Abstract

Tumor cachexia is a multifactorial syndrome characterized by systemic dysfunction, including anorexia and severe weight loss that is resistant to standard nutritional interventions. It is estimated that approximately 20 % of cancer patients succumb to cachexia in the later stages of their disease. Thus, understanding its pathogenesis is vital for improving therapeutic outcomes. Recent research has focused on the imbalance between energy intake and expenditure in cachexia. Clinically, cachexia presents with anorexia, adipose tissue atrophy, and skeletal muscle wasting, each driven by distinct mechanisms.
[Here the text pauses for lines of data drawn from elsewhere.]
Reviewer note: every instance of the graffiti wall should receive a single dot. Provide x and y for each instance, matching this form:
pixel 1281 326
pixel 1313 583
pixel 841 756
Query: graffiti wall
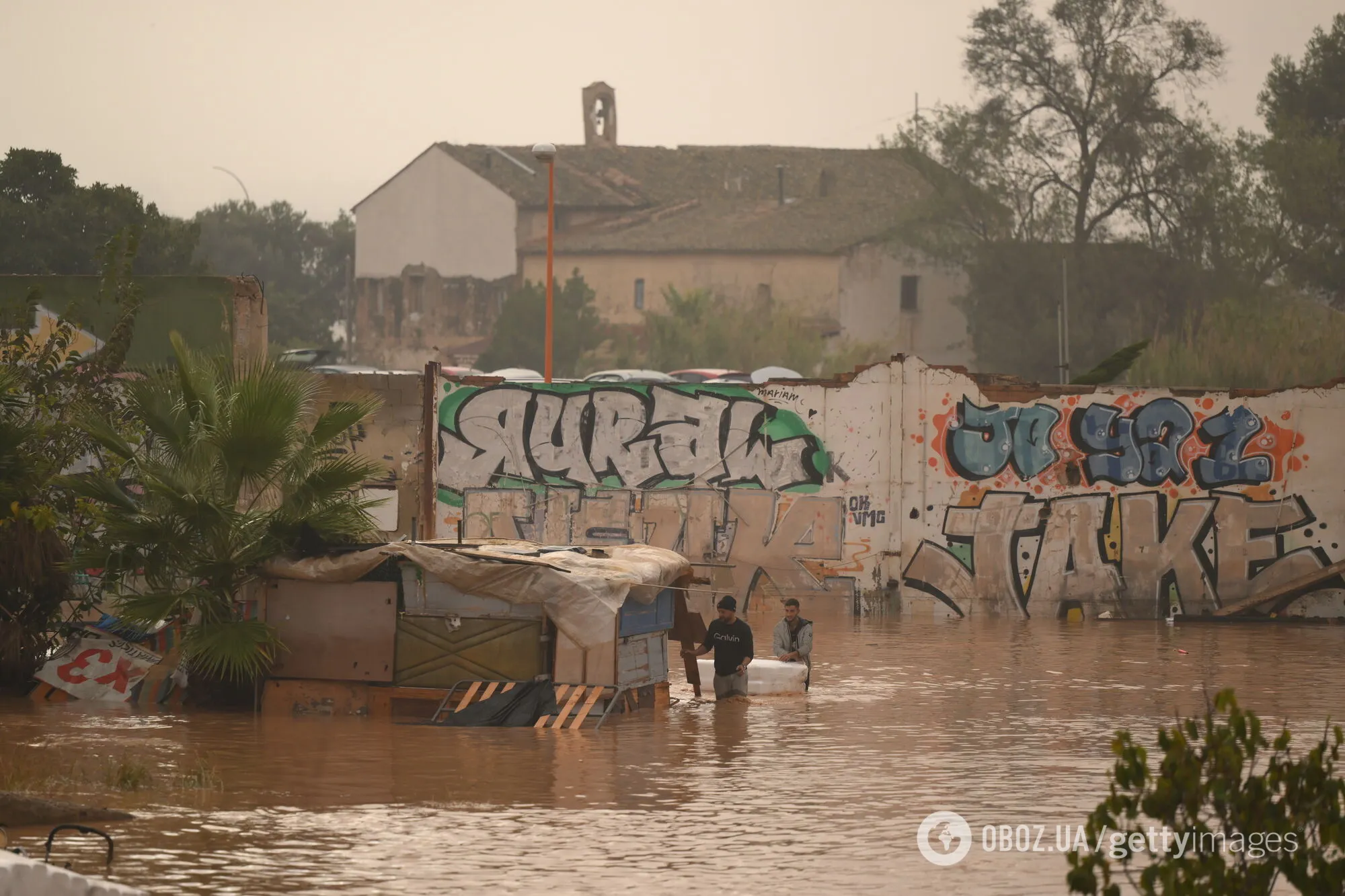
pixel 917 489
pixel 742 482
pixel 1121 503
Anorexia arises primarily from tumor-secreted factors and cancer-induced hormonal disruptions that impair hypothalamic regulation of appetite. Adipose tissue atrophy is largely attributed to enhanced lipolysis, driven by increased activity of enzymes such as adipose triglyceride lipase and hormone-sensitive lipase, coupled with decreased lipoprotein lipase activity. The browning of white adipose tissue, facilitated by uncoupling protein 1, further accelerates fat breakdown by increasing energy expenditure. Skeletal muscle atrophy, a hallmark of cachexia, results from dysregulated protein turnover via the ubiquitin-proteasome and autophagy-lysosomal pathways, as well as mitochondrial dysfunction. Additionally, chemotherapy can exacerbate cachexia. This review examines the molecular mechanisms underlying cancer cachexia and discusses current therapeutic strategies, aiming to inform future research and improve treatment approaches.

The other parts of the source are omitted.